Было бы естественно, если бы начавшуюся борьбу общества за права человека возглавило поколение людей, прошедших войну, достаточно зрелых и достаточно молодых, чтобы выступить с новыми, конструктивными идеями. Этого не произошло. Энергия военного поколения была подорвана в послевоенное восьмилетие. Оказалось, что мужества, достаточного для самой героической войны, недостаточно для гражданского проявления. Оказалось, что поколение слишком обескровлено и устало, слишком выложилось нравственно и физически за войну и послевоенные годы. Оказалось, что революционный догматизм, в духе которого было воспитано поколение, был мертвым грузом, мешающим образованию новой реальной идеологии. Поколение в целом неверно оценивало возможность борьбы за права человека в рамках сложившегося государства. Воспитанное в обстановке своеволия власти, оно считало, что слишком многое зависит от персоналий, от мыслительного уровня и доброй воли людей, стоящих у власти. Многим рисовались в мечтах «умные» секретари обкомов и честные руководители ведомств, готовые прислушаться к голосу общественной критики. Сталинское «кадры решают все» оставалось узловым положением ортодоксальных мечтателей.
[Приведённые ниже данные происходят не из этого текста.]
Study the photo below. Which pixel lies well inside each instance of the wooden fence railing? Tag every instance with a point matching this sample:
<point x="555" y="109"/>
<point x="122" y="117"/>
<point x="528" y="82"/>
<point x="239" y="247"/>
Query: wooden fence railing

Можно сказать, что отсюда идет и современная идея усовершенствования и исправления недостатков существующего строя, популярная в наше время в технократических кругах. Разница лишь в том, что технократы хотят заменить бюрократов, а ортодоксальные идеалисты надеялись, что бюрократы сами естественно превратятся в технократов. Это оказалось невозможным. Сословные цели всегда оказывались слабее государственного разума.
Иллюзии ортодоксальных идеалистов на первых порах как будто были не лишены почвы. Действительно, мероприятия, вводившие «законность», казались при том уровне правосознания началом эры свободы. Идеалисты целиком полагались в этом на носителей власти, боясь «вспугнуть» их на пути либеральных реформ, и всячески удерживали общество от нетерпения. Как сформулировал в ту пору Слуцкий, один из поэтов добрых упований: «У нас нет спора о путях, а лишь спор о темпах».
Литература в условиях ослабления цензурного пресса стала главным выразителем упований общества и главным критиком недостатков предыдущей эпохи.